Contents

1 Introduction
2 Some networking facts
3 P2P architectures
4 The Peer-To-Peer Straightforward Protocol
 4.1 Main P2PSP characteristics
 4.2 Data partitioning
 4.3 Basic entities
 4.4 IMS (IP Multicast Set of rules)
 4.5 DBS (Data Broadcasting Set of rules)
 4.6 ACS (Adaptive Chunk-rate Set of rules)
 4.7 LRS (Lost chunks Recovery Set of rules)
 4.8 EMS (End-point Masquerading Set of rules)
 4.9 NTS (NAT Traversal Set of rules)
 4.10 MCS (Multi-Channel Set of rules)
 4.11 The Content Integrity Set of rules
  4.11.1 A model of the impact of an attack
 4.12 The Data Privacy Set of rules
 4.13 The Peer-list Compression Set of rules
5 A mathematical analysis of the P2PSP
6 Definitions
 6.1 Splitter delivery period
 6.2 Steady-state performance
 6.3 Chunk lost-rate produced by churn and unwarned-churn
 6.4 Flash crowd dealing (maybe included in the previous section?)
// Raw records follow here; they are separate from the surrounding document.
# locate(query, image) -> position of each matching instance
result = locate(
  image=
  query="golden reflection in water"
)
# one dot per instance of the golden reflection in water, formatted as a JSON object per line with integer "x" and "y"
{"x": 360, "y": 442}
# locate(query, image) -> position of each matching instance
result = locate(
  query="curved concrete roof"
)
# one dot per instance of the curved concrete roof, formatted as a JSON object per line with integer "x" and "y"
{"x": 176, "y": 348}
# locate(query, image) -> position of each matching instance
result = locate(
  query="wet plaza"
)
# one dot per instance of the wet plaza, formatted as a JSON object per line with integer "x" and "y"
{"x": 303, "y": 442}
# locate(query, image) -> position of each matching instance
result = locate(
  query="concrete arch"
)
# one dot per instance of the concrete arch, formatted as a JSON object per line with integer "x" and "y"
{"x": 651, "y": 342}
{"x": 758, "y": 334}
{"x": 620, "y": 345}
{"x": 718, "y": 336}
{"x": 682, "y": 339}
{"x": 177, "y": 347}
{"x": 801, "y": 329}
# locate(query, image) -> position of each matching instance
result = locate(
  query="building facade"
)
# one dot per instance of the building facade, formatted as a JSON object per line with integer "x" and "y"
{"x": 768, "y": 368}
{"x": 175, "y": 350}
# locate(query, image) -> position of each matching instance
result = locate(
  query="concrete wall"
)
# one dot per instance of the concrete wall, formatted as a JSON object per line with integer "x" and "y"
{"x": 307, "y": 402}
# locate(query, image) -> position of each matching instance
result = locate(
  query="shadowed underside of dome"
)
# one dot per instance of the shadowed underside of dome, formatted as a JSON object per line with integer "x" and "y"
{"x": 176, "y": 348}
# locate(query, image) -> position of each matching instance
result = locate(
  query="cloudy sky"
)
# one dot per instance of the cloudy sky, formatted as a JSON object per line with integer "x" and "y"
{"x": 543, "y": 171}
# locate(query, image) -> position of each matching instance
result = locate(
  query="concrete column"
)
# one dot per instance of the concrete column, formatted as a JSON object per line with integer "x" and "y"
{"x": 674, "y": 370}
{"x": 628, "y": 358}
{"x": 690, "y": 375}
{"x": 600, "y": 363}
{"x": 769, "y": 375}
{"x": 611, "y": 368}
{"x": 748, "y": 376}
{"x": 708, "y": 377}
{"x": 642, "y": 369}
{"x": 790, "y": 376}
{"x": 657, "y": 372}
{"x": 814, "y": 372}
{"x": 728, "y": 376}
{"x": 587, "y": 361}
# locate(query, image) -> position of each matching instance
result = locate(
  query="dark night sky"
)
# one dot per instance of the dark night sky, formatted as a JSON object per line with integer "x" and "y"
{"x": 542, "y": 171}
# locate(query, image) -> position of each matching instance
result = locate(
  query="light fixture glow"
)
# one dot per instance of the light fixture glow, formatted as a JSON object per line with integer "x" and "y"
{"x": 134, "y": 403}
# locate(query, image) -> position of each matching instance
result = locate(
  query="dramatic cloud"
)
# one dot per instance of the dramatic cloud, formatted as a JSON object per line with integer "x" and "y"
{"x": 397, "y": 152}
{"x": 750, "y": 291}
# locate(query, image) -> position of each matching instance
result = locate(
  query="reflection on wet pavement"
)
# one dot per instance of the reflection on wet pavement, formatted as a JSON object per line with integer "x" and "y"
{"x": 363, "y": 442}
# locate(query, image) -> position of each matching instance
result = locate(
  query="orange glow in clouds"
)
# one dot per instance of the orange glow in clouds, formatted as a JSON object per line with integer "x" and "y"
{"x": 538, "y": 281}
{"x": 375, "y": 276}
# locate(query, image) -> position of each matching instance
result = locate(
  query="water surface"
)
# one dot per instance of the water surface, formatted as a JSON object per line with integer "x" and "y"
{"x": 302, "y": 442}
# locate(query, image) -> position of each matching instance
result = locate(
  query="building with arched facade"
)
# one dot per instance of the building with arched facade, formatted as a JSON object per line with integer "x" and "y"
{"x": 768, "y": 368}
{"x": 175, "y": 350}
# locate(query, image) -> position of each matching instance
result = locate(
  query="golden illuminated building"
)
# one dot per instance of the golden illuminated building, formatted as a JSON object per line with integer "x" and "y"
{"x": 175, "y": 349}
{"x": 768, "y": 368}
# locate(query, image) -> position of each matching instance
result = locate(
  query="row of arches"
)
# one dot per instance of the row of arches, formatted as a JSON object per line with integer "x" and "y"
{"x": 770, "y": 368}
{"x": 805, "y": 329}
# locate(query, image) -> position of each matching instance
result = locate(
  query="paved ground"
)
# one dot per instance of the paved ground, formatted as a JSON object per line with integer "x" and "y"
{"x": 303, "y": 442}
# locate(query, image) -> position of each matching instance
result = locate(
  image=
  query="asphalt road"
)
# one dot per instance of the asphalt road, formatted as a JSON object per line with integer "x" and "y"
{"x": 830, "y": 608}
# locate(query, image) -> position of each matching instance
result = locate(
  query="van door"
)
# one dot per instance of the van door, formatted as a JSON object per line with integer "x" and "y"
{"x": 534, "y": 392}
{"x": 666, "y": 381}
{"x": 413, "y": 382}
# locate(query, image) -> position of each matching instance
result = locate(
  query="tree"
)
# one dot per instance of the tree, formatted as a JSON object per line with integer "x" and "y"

 6.5 Maximun free-riding ratio
 6.6 DoS impact?
 6.7 Scalability
 6.8 Are peers synchronized?
7 Configurations
 7.1 Trusted peers
 7.2 Super-peers
 7.3 Premium peers
 7.4 QoS preservation
 7.5 Clustering in private networks
 7.6 Dealing with symmetric NATs
 7.7 Building large P2PSP overlays
 7.8 Streaming of 3D video
 7.9 Simulcast of single-layer media
 7.10 Streaming of scalable content
 7.11 Streaming of multiple descripted content
 7.12 Interactive temporal random access (video-on-demand)
8 Summary

The Peer-To-Peer Straightforward Protocol (P2PSP) is an application-layer protocol designed for real-time broadcasting of live media over a P2P overlay network. As many other P2P protocols, it minimizes the bandwidth requirements on the source nodes (which executes the process in charge of sending the data stream) by profiting of the upload bandwidth available in the links of the peers. However, the P2PSP has several characteristics that make it different of other previous proposals: (1) the protocol is simple enough to allow a straightforward implementation, (2) churn tipically produces a small number of lost blocks spreaded in the time and therefore, error concealment techniques based on signal interpolation can be applied more effectively, (3) peers can be behind NATs, (4) the protocol is media-agnostic, (5) the P2PSP is extremely modular which allows you to adapt it accurately to your requirements, (6) it can be deployed together client/server streaming services, among others advantages.